The Fuentes shrugged. The movement didn’t suit his alien musculature, but his Balrog-inspired knowledge of human body language seemed to think it was necessary. "I don’t know what you can do. I wasn’t a scientist — merely a test subject. I have no idea how to reverse the effects of Stage One."

"We don’t want to reverse Stage One," said Festina. "That might get us in trouble with the League of Peoples." She rolled her eyes. "I hate trying to guess how the League thinks… but if we take a bunch of smoke clouds with the potential for living millions of years, and we force them back into short-lived bodies, the League might consider that the moral equivalent of murder. Doesn’t matter if the clouds are in never-ending torment; we can’t cut their lives short without their prior approval. On the other hand" — she looked at Ohpa-"if we could stop Stage One before we get turned to smoke…"

Ohpa shook his head. "The Stage One microbes are autonomous. There’s no switch to turn them off. In a way, the microbes form their own crude hive mind — not sentient or even very intelligent, but fully capable of carrying out their purpose without outside direction."

"Crap," Festina growled. "What kind of idiot builds an uncontrollable rip-you-to-shit system? Haven’t they heard of fail-safes?"

"The project leaders feared someone might tamper with the process," Ohpa said. "They devoted much effort to making it unstoppable."

"And since you’re only slightly wise, you didn’t tell them they were imbeciles?"

"I told them not to mistake paranoia for prudence. But when you tell paranoids to be more prudent, they believe you are counseling them to be more paranoid."

"You didn’t spell it out for them in words of one syllable? Make… a… way… to… shut… it… off."

Ohpa replied with something in a language I didn’t recognize — presumably the Fuentes’ ancient tongue. His intonation was the same as Festina’s: short single syllables with brief spaces between. Then he switched back to English. "I told them exactly that. But they refused to listen. ‘The fool knows not the wisdom he hears, as the spoon knows not the taste of the soup.’ "

I glared at him. His words came from the Dharmapada, an important Buddhist scripture. Ohpa could only have learned that passage by plucking it from my brain… and it irritated me how easily my thoughts could be plundered. "So that’s it?" I asked. "You’ve waited sixty-five hundred years to tell us there’s nothing we can do?"

"Mom," Tut said, "there’s gotta be something. We wouldn’t have picked up your fuzzy red hitchhiker if our chances were nil. The Balrog must think there’s some way we can shake up the status quo."

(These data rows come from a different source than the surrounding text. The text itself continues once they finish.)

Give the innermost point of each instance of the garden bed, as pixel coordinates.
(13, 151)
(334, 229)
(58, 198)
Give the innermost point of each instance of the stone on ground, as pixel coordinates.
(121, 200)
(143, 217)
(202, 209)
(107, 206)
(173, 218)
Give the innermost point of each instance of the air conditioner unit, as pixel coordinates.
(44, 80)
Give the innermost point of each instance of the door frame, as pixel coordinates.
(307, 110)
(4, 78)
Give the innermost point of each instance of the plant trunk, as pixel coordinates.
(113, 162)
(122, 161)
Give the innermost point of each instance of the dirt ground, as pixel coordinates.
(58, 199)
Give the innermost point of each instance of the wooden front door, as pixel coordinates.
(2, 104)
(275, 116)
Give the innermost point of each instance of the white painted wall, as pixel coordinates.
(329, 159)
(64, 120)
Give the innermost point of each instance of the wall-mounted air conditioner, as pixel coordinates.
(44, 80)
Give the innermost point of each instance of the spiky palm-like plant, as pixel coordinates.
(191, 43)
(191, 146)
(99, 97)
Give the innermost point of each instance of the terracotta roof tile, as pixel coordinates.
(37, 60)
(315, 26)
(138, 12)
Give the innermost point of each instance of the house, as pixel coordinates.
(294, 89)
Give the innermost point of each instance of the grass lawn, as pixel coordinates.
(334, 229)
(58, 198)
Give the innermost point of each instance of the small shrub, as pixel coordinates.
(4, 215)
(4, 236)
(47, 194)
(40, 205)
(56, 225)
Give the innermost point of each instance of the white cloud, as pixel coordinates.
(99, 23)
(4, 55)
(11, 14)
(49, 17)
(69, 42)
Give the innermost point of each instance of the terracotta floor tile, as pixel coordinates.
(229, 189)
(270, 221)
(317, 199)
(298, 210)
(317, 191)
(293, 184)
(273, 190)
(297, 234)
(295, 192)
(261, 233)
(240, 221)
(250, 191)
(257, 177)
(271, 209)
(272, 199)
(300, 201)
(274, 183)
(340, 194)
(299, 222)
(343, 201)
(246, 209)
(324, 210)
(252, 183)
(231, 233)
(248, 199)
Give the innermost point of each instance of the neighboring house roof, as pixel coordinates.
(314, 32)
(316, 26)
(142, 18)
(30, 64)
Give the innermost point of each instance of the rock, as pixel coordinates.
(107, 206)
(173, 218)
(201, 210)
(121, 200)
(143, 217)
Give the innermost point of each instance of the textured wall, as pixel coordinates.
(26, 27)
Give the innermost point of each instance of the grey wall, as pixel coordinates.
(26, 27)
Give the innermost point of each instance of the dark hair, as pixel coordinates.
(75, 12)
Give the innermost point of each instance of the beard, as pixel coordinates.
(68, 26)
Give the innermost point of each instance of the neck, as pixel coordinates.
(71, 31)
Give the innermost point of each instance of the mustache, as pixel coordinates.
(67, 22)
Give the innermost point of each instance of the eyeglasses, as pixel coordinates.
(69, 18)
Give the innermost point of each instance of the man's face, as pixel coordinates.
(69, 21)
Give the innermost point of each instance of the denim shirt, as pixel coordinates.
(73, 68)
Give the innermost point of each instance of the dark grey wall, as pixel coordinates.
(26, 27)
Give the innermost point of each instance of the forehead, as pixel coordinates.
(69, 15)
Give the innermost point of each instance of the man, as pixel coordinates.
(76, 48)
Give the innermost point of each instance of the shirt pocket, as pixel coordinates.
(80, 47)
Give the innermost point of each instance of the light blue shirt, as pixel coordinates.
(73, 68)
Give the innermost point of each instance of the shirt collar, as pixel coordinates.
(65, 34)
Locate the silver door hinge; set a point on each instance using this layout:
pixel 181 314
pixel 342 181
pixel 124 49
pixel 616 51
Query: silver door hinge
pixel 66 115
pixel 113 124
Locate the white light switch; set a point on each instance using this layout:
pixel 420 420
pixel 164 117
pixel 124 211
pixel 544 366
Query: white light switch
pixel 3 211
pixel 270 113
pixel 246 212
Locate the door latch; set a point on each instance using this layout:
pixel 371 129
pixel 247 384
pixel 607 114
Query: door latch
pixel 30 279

"We can change the status quo just by telling the outside world what’s going on. We’ve got a working comm; we’ve got Ohpa’s explanation. Maybe that’s all the Balrog intended — we come and find out what’s what. Now we tell Pistachio, and they pass word to the rest of the galaxy why Muta’s so lethal."

"At which point," Festina said, "every treasure hunter in the universe rushes here to grab Fuentes tech. Then they all turn into pissed-off ghosts."

"What else can we do?" I asked.

"Simple," Festina answered. "Figure out a way to kick-start Stage Two."

Tut turned to Ohpa. "Is that possible?"

"I don’t know," the alien replied. "I don’t know why Stage Two failed." His mandibles worked briefly — maybe a mannerism to show he was thinking. "It might be something simple, like a burned-out fuse. Perhaps Stage Two is ready to go, and you just need to fix some tiny thing. But the malfunction could be more serious. Perhaps it can only be repaired by persons with special expertise. And that assumes it can be repaired at all. I’ve been in stasis a long, long time. By now, the Stage Two equipment may have degraded too much to salvage."